The Mets, 2015 challenger #1, have a 5 game headstart with a month in the books. They've done this with a bit of luck; such as going 5-2 in one run games, and scoring the 4th most runs in the NL with a offense that's average at best. While luck may be on their side, they are still good (13-10 pythag record) and they aren't relying on many crazy performances. Duda isn't probably this good, but he could be close. Niese is getting real lucky but the rest of the pitching staff is hitting its mark and has potential to be better. Add to that one of their better bats, David Wright, coming back and the Mets should at least hang in the conversation for a while.*

The Marlins, challenger #2, are a half-game ahead. The offense is predictably carrying the team but it still doesn't seem to be all there yet. While Dee Gordon is likely to dip, there is more underperformance than over. Yelich is out with an injury. Morse, Prado, Saltamacchia, and Ozuna all should show some degree of improvement. (Though perhaps there are things I don't know about.) The pitching staff though is not good. It could get better. Cosart has flashes of being real good. Jose Fernandez will be back at some point. But it also couldn't. Mat Latos hasn't looked good and Dan Haren can't help but give up long fly balls. Outside of the NL West that's an issue. The pen is a mess except for a couple arms. They are a question mark, with the ability to catch fire or to sputter and go out.

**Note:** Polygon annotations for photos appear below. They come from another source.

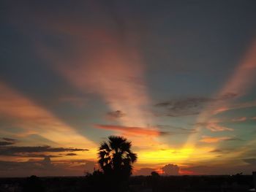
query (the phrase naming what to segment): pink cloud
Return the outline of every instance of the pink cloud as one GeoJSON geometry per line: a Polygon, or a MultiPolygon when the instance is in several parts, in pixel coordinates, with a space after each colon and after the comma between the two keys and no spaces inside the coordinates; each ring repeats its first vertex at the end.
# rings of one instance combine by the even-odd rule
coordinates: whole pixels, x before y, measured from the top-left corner
{"type": "Polygon", "coordinates": [[[124,133],[127,135],[140,136],[159,136],[167,134],[167,132],[159,131],[157,130],[148,129],[143,127],[109,126],[109,125],[95,125],[98,128],[106,130],[118,131],[124,133]]]}
{"type": "Polygon", "coordinates": [[[221,141],[229,140],[231,139],[232,139],[231,137],[215,137],[203,136],[200,142],[206,142],[206,143],[216,143],[221,141]]]}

The Nationals are healthier but not healthy, with some issues that we're hoping, but aren't entirely sure, will clear up soon.With the outburst in the last few games the Nats have moved up the offensive ranks to 2nd in the NL. The good news is Bryce might have turned the corner and Span, if he can stay healthy, doesn't seem a strong candidate for decline in comparison to last year. But there are likely unsustainable performances from Espinosa and Escobar carrying them as well. Desmond should improve at least somewhat but the question is whether or not the underperformances of Werth, Ramos, and Zimmerman are long-term issues or not. If so even the return of a healthy Rendon won't keep this offense from being closer to average.  The pitching staff issues are more of a worry. Strasburg, Gio, and ZNN all have yet to shake off an early season funk and Fister is pushing his luck even further. The bullpen went through a real rough patch that hasn't fully cleared up. Unlike the Marlins there isn't real fizzle potential here. Neither the pitching staff or offense should be terrible,** even if they underperform, but there is a question of whether everything comes together to make them the predicted unstoppable force or if they never quite get healthy enough and spend the year taking three steps back for every four steps foward.

Based on the above worry is still around but a nice strong 6 game winning streak including sweeping the Mets would clear a lot of that right up, especially if Werth and Ramos' bats heat up and we hear good news about Rendon and Janssen. We're on the cusp of it coming together. Will it?

*they also have Syndergaard and injury returning D'Arnaud as potential mid-season game changers.   Which makes it important for the Nats to take this series while the Mets are playing poorly and not at full strength.